Trip Stories: "The Shortcut"

This story comes in from camper Keenan about his first round trip (and first trip with Camp Voyageur) in the Boundary Waters. What had initially started as a pretty regular route ended up becoming arguably the most adventurous trip of the first round to go out!

I went on my first trip at CV with Harrison, Stephen, Nick and Dylan. We spent most of our time on the Lac La Croix lake region in the northwest Boundary Waters. On day four, we attempted to reach Contentment Lake. Stephen the counselor Dylan the ‘big man’ exclaimed, “We should take a shortcut. It’s a bushwhack, but only a little one.” And we all agreed, thus beginning our adventure.

Now, there’s a little context behind the group’s decision to take their shortcut. They had spent a day on Lac La Croix attempting to build a sailboat by lashing their canoes together and using their tent’s rainfly as a sail. And their efforts were not in vain! They were sailing around Lac La Croix performing maneuvers that modern sailboats do on a routine basis, such as tacking and jibing. However, the project had taken the better part of a day and consequently set them behind schedule. Thus, we arrive at the group decision to take a “shortcut.”

IMG_2495 The fully functional sailboat the crew created using their two canoes and the tent’s rainfly.

After some paddling, we arrived at the lake where we would begin our bushwhack* (a North American term for hikers and cross-country skiers who engage in travel by making their own trails). We decided to search for an alternative trail at that point, as we were not entirely sure if the location we initially settled at was the best way over. We kept on paddling until we stumbled upon a tiny, unmaintained trail that led us directly into a swamp.
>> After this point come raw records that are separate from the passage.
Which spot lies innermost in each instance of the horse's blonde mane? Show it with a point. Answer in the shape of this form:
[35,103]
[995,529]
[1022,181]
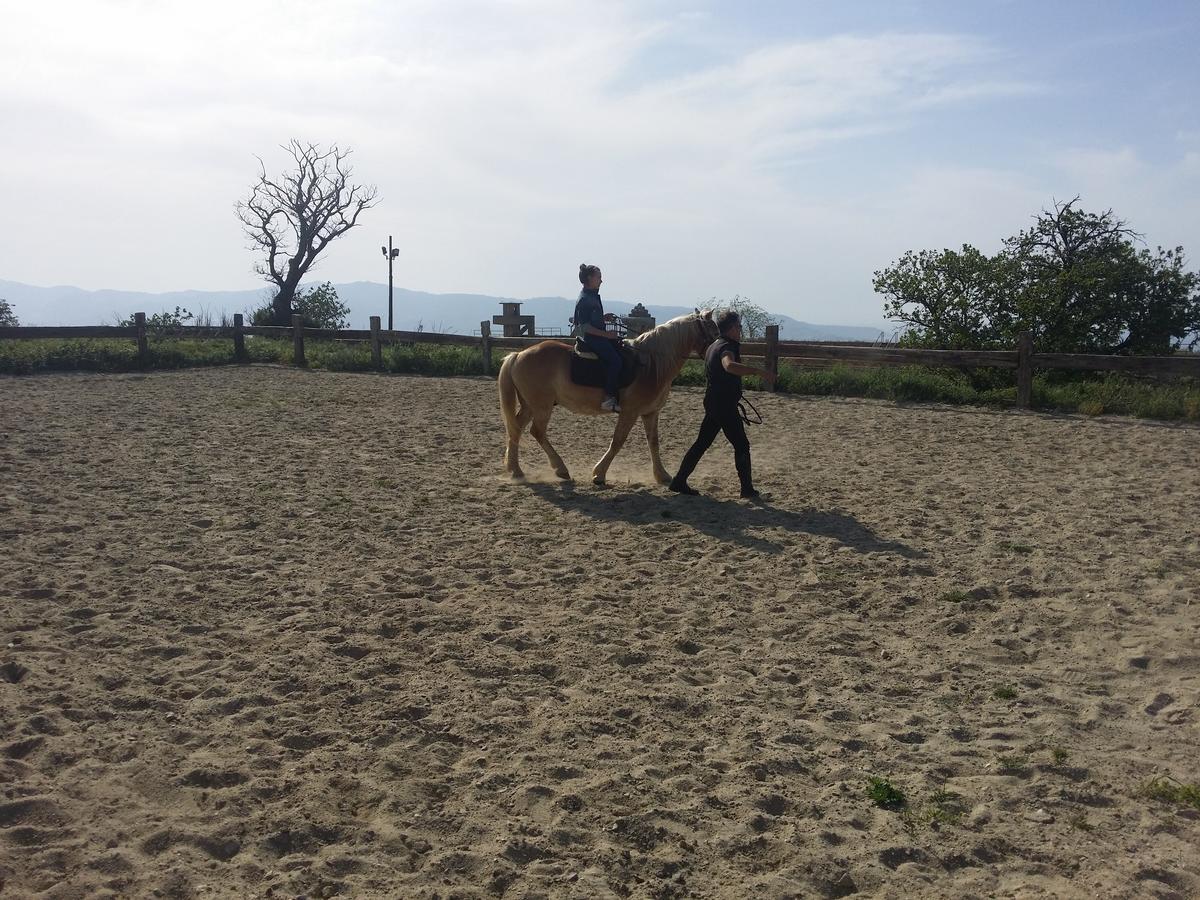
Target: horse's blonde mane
[665,346]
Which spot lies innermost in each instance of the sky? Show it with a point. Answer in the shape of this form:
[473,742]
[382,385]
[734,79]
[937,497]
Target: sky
[780,151]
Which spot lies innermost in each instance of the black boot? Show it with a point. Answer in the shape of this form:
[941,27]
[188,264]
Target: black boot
[742,460]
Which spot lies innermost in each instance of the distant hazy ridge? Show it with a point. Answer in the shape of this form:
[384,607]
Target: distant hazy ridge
[459,313]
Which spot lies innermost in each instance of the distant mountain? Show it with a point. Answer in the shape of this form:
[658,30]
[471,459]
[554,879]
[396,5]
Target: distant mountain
[456,313]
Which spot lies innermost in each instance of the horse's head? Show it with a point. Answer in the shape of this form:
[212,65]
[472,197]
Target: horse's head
[706,330]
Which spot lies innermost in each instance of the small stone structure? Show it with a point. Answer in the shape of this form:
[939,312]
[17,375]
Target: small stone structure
[515,324]
[639,321]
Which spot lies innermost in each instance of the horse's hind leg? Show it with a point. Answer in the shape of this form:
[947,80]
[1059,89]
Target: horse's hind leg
[540,423]
[624,425]
[513,451]
[651,423]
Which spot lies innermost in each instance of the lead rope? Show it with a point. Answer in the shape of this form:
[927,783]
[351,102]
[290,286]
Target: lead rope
[742,409]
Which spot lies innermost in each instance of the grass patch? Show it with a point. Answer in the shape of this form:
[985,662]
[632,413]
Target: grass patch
[943,808]
[885,795]
[1091,394]
[1168,790]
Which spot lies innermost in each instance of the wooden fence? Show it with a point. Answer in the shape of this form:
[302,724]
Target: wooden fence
[1024,359]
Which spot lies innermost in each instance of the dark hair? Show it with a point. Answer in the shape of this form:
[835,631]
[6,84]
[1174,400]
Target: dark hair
[727,319]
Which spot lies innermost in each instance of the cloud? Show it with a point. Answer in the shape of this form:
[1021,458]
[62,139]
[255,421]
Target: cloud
[509,142]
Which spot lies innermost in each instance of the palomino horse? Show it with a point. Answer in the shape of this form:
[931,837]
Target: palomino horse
[539,377]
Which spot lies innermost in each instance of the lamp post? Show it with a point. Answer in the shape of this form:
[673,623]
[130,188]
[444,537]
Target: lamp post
[391,253]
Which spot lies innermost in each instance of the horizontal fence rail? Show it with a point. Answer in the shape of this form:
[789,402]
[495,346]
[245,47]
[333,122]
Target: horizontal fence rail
[771,351]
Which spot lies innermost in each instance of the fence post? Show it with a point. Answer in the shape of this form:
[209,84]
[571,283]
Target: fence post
[376,351]
[239,337]
[298,341]
[773,353]
[485,335]
[1025,370]
[139,323]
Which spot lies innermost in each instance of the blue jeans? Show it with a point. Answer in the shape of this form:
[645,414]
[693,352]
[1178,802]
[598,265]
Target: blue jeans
[609,355]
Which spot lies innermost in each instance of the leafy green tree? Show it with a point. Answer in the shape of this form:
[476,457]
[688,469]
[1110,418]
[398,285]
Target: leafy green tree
[1075,280]
[947,299]
[754,318]
[1080,286]
[317,307]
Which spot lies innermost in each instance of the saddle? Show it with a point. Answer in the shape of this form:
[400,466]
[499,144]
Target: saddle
[588,370]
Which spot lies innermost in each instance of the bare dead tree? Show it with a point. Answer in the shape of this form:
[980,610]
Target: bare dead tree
[293,217]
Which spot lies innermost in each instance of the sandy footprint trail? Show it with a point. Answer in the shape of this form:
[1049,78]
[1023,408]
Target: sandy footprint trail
[279,633]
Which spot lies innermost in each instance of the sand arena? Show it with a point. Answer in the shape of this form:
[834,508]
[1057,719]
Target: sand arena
[271,633]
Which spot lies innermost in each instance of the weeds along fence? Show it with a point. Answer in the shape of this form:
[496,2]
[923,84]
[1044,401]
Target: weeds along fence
[799,353]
After several hours of arduous travel with all our gear, we decided it was time to turn around and return to our first location of bushwhacking. Within several minutes of bushwhacking there however, fatigue turned into regret.

We chose to leave our canoes and bring our gear across first, sparing our energy. We made it to Contentment Lake (our destination, deserving of the name) in about an hour. However, we still needed our boats at the beginning, which Stephen and Dylan heroically retrieved. At one point, the mosquitoes became so annoying that we draped ourselves in a tarp while waiting for our canoes to arrive at the end. By the time they got back, it was well past dusk and we were all exhausted, physically and mentally. We quickly found a campsite, ate, and retired for the night.

We awoke the next morning, determined to make it back to camp. We were less than a day away. Fortunately, the campsite we had chosen to camp at was actually meant for hikers, and a small, unmaintained hiking trail would take us to East Loon Bay. After this, it was a short paddle up the Little Indian Sioux river to the landing we were being picked up at. However, there was one small problem; the hiking trail was 3.5 miles long, making it one of the longest portages in the entire Boundary Waters.

After a long day of hiking and paddling, we eventually made it to the landing and pulled into camp just in time for dinner, despite being 4 hours late to the pickup spot. It was a Voyageur’s welcome, for as soon as we walked in the door, the entire camp stood up and cheered us on. And then of course, we feasted…

When asked a week later to reflect on his trip, Keenan commented,

Well, it was definitely a challenging trip. Probably the hardest thing I’ve ever done. But looking back, I kind of enjoyed it. Even though it was crazy to think we had done that bushwhacking, and I would never do it again, I can really appreciate it now. I’d like to do something else like it in the future. It was a very rewarding experience.

DCIM106SPORT The group looks out from a vantage point along the Moose River. First day of the trip.